A civilian lorry driver who lived in Martindale Road, Hounslow said that he was detailed to take a convoy of troops and had been driving the fourth carrier in a convoy of eight. He said that as he approached the bridge, he saw a crowd on it and was stopped by a man who told him that the lorry in front of him had been involved in a collision. However, he said that he could not recall who had been driving the lorry that was in front of him. He said that the lorry in front of him had been about 200 to 300 yards ahead due to him being held up in Feltham High Street.
However, he said that when he arrived at Hounslow he spoke to the other drivers and a private said that he had been driving the preceding lorry but said that he didn't recall anything of the incident. The driver of the third lorry said that he did not recall passing any cyclist on Feltham Bridge and felt nothing of an accident. He said that the first that he heard of it was when another man asked him whether he knew anything of a mishap, by which time he had discharged his load of troops. He added that no one on the lorry had called his attention to an accident and said that in fact he had had an uneventful journey with traffic being dense in Feltham.
A policeman who took particulars after the accident said that there was no damage to William Olding's bicycle beyond a slight twist in the steering head.
Another policeman that went to examine the first five lorries of the convoy said that he could find no marks on any of them to suggest an impact.
When the coroner summed up, he said that the question of the identity of the lorry caused him some difficulty as there was no definite evidence as to which one was involved. He noted that no one took the number of the lorry and that it was only a process of deduction that had narrowed down the lorry to the one driven by the private.
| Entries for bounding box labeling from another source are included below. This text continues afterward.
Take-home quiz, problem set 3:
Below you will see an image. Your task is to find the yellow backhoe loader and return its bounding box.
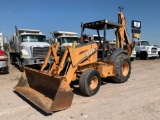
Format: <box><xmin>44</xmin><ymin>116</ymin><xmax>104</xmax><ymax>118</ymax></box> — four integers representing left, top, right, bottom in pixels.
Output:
<box><xmin>14</xmin><ymin>9</ymin><xmax>133</xmax><ymax>113</ymax></box>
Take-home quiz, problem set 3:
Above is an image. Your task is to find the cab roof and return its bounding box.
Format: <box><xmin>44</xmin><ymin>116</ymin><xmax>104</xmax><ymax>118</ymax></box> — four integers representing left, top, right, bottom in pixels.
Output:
<box><xmin>82</xmin><ymin>20</ymin><xmax>123</xmax><ymax>30</ymax></box>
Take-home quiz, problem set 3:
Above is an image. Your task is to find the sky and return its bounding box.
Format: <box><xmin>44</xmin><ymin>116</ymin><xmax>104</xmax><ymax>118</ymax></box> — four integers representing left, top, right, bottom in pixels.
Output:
<box><xmin>0</xmin><ymin>0</ymin><xmax>160</xmax><ymax>46</ymax></box>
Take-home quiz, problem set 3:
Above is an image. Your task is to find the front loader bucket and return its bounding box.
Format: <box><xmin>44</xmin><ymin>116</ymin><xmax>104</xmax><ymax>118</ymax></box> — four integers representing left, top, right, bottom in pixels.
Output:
<box><xmin>14</xmin><ymin>67</ymin><xmax>73</xmax><ymax>113</ymax></box>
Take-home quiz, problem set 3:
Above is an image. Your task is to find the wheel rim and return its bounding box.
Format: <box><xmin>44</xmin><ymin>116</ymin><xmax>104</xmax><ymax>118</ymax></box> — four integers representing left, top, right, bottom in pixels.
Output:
<box><xmin>90</xmin><ymin>76</ymin><xmax>98</xmax><ymax>90</ymax></box>
<box><xmin>122</xmin><ymin>62</ymin><xmax>129</xmax><ymax>76</ymax></box>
He also added that if it was the front part of the body of the lorry that had struck William Olding then it would have been outside the vision of the driver.
As such, the coroner said that in his view the evidence was insufficient to justify fastening the accident on to the lorry driven by the private and that in the absence of definite proof that the private had been driving the lorry that struck William Olding, or that the order of the procession of lorries was not altered on the journey, he would return an open verdict stating that there was insufficient evidence to determine how William Olding's injuries were caused.